Tra un’acquisizione botanica e l’altra, Mary dopo aver seguito un corso di pittura ad olio con il maestro Bruno Gorlato all’Artelier di Padova, partecipa ad una collettiva Arte per Capire, si accorge della gioia “nel materializzare una sembianza dell’idea, in un insieme di colori per produrre qualcosa che prima non esisteva”. Olii, acquerelli, pastelli, tecniche miste, acrilici e collage sono le sue tante creazioni che sono mosse proprio da quel quadrato di giardino in cui prorompe la natura in oltre cento specie diverse, dall’acetosella alla vitis vinifera, ai grappoli di uva fragola che rimangono appesi fino ai primi brividi autunnali. Le officinali non mancano nell’orto di Mary e Flavio, dal timo di Segovia, alle mente, greca e romana, al levistico, al dragoncello messicano, come il mediterraneo elicriso. Tutto è possibile nonostante il clima per i due botanici appassionati che sperimentano anche piccoli alberi, perché amano la frutta colta dai loro piccoli tesori di verzura: ecco le mele tipo Fuji, il giuggiolo, il nespolo e le more, gli alchechengi, il Prunus cerasifera, il biricoccolo (un incrocio tra albicocca e susino), il Prunus dasycarpa, la dolce mela annurca e l’azzeruolo. Non mancano le esotiche: dal pepe giapponese, al profumato coriandolo, la svettante e colorata canna indica, il basilico artico, la rossa fitolacca che sparisce in inverno e deflagra da un tubero sotterraneo ogni primavera.

Questo lungo catalogo a prova di collezionista è impreziosito dai fiori più ricercati e diversi come le allegre gaure australiane, bianche e rosa intenso, da talee “trafugate” in un parco cittadino, la madreselva e diverse tonalità di ipomee, piccole rampicanti stagionali che formano campanule colorate dal bianco al blu al viola porpora addobbando il piccolo giardino pensile come dei festoni medioevali.

Insomma, la ricetta è l’occhio attento ed amorevole di Mary che qui trova il regno ideale dove scattare foto d’artista.
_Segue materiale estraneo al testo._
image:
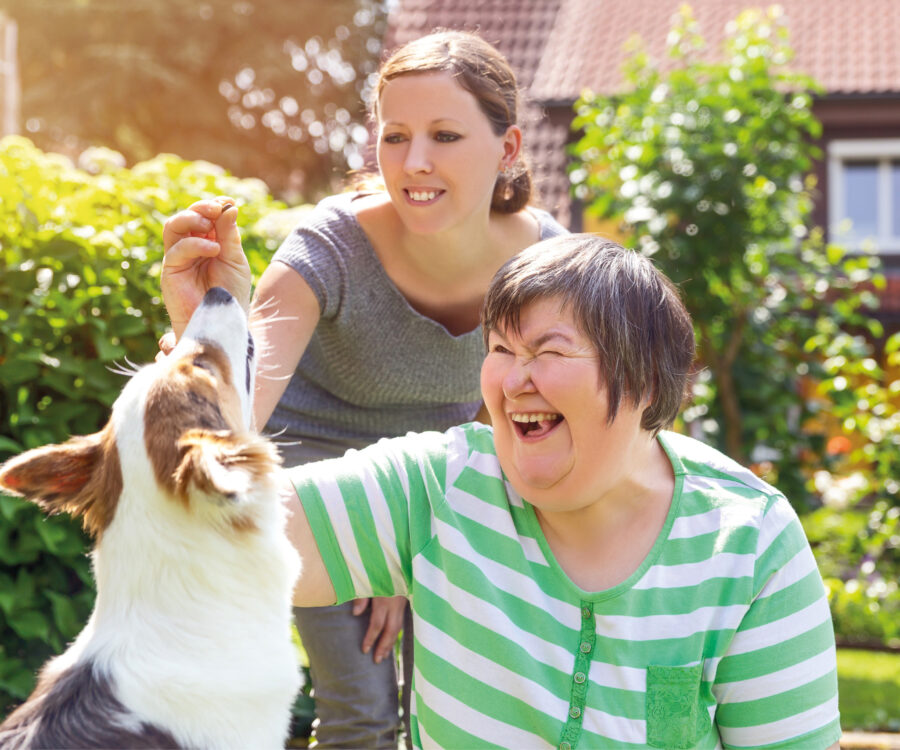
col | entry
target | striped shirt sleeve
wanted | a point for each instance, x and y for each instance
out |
(777, 684)
(360, 508)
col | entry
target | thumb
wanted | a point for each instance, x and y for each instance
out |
(228, 234)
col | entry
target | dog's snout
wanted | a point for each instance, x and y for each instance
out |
(217, 296)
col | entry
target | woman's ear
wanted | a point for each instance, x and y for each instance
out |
(512, 146)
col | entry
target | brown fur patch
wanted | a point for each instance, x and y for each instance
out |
(82, 476)
(189, 398)
(245, 452)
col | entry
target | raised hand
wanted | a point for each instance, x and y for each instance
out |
(202, 250)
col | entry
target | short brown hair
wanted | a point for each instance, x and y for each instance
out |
(482, 71)
(631, 312)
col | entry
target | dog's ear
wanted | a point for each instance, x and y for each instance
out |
(82, 477)
(222, 464)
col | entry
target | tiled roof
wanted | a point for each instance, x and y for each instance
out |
(559, 47)
(848, 46)
(518, 28)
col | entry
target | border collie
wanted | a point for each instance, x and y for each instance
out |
(189, 644)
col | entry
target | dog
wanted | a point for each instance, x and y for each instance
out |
(189, 644)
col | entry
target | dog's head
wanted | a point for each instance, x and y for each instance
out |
(181, 430)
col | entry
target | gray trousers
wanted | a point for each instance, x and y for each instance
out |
(356, 700)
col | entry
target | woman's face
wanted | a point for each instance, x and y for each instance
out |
(437, 152)
(548, 405)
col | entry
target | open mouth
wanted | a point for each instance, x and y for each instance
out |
(424, 196)
(535, 424)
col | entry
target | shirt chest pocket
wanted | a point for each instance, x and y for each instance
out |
(676, 717)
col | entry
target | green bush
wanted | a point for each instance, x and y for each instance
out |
(707, 165)
(80, 252)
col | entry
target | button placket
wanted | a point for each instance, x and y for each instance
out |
(583, 656)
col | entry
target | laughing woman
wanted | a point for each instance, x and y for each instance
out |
(579, 575)
(373, 305)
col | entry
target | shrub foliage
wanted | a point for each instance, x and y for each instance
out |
(707, 166)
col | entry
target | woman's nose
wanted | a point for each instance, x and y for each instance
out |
(517, 379)
(417, 157)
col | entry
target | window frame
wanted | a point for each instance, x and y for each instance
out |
(883, 151)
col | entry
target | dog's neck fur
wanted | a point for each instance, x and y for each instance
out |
(190, 631)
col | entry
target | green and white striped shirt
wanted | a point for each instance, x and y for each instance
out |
(722, 637)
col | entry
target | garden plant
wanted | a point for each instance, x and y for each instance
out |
(707, 167)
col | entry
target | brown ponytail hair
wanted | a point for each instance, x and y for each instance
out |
(482, 71)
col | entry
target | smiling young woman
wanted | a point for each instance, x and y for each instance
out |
(368, 317)
(594, 581)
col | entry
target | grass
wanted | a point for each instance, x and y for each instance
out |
(869, 685)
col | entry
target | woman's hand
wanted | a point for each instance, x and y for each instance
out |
(202, 250)
(385, 624)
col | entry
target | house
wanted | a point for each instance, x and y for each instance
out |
(560, 47)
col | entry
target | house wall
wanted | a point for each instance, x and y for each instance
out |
(860, 117)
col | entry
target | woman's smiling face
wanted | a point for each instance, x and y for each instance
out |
(543, 388)
(437, 151)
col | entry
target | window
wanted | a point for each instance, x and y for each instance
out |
(864, 193)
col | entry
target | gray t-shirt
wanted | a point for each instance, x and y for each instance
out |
(375, 367)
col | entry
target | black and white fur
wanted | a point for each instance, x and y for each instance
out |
(189, 643)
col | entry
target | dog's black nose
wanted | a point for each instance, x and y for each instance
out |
(217, 296)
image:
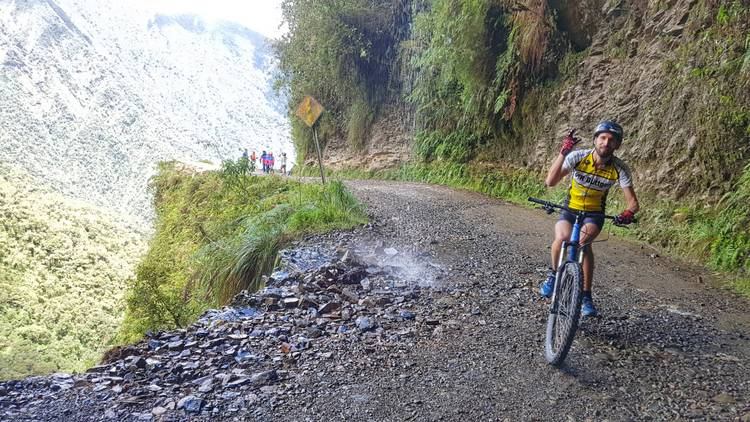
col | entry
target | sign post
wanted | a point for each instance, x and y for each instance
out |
(309, 110)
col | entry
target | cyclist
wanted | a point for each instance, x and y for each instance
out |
(594, 172)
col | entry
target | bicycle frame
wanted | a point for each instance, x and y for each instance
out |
(565, 309)
(575, 253)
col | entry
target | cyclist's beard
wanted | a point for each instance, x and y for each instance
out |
(605, 153)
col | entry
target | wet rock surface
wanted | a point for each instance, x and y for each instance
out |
(430, 312)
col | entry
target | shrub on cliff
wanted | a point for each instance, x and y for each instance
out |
(216, 234)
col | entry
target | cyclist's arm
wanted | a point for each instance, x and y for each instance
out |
(631, 199)
(556, 172)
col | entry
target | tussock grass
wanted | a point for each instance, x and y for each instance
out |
(218, 233)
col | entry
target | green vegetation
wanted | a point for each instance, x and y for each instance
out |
(217, 233)
(463, 67)
(63, 269)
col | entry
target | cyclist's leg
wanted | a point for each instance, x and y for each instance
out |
(563, 229)
(589, 231)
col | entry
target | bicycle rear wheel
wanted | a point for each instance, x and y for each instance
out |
(564, 314)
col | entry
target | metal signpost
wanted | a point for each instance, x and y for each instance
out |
(309, 110)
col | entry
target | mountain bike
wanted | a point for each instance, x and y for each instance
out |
(565, 307)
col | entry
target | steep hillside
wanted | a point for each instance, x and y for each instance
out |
(676, 74)
(93, 94)
(63, 270)
(479, 94)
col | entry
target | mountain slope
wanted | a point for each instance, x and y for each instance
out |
(93, 94)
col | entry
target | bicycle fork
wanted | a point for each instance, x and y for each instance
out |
(575, 254)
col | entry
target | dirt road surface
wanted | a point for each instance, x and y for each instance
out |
(468, 344)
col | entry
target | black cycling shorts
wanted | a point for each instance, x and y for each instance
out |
(597, 220)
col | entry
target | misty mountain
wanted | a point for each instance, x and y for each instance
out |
(93, 94)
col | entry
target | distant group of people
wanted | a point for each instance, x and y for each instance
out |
(267, 161)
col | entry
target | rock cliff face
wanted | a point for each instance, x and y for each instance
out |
(92, 94)
(676, 74)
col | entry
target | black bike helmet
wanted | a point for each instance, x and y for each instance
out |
(610, 126)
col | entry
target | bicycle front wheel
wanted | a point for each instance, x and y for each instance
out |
(564, 314)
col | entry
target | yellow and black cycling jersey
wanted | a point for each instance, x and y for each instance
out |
(589, 185)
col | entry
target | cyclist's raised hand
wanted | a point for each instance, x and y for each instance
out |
(569, 142)
(625, 217)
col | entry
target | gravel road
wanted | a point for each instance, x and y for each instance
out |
(667, 346)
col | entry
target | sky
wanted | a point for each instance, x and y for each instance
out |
(263, 16)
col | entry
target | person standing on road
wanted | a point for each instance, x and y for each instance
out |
(594, 172)
(283, 163)
(263, 160)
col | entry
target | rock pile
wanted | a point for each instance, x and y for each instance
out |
(246, 358)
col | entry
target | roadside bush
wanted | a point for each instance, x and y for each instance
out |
(218, 233)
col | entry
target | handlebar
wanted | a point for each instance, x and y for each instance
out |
(550, 206)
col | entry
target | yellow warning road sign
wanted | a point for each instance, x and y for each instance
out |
(309, 110)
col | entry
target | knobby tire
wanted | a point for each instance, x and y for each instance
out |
(565, 312)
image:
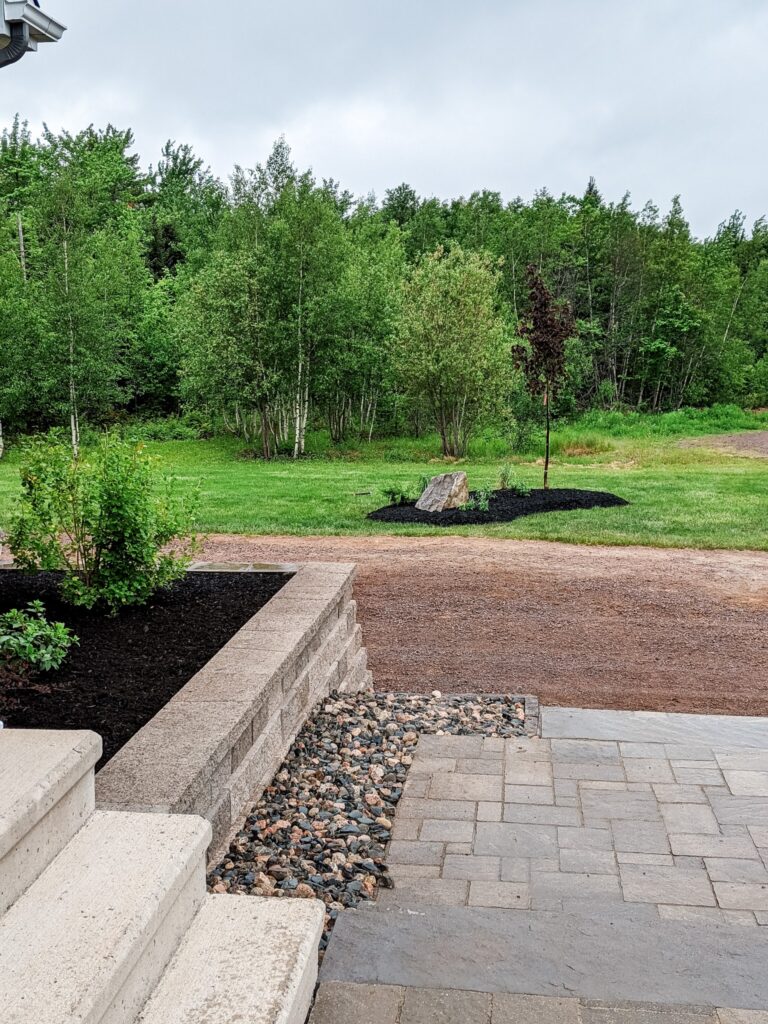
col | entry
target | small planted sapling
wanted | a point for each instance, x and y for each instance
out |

Mi colpiscono i cieli che riesce a immortalare dietro le trasparenze vegetali, i ritagli e i ricami di petali protesi nell’aria, che sembrano farfalle. Questo piccolo giardino zoologico attira come nido di natura insetti e uccellini cittadini che qui si sentono benvoluti e apprezzati. Tornano, si fermano e attendono che Mary con la sua discrezione raffinata li possa rendere accessibili anche a chi, preso dalle frenesie quotidiane, non immaginerebbe che una città possa regalarci questo spettacolo vivente. Ho girovagato nel suo bel sito colorato e ricco di suggestioni estetiche, la sua figura in “ombra” campeggia nella bellissima apertura, un album d’antan e contemporaneo al tempo stesso, dove l’arte e l’afflato verso la natura contagiano chi ha la fortuna di incontrarla.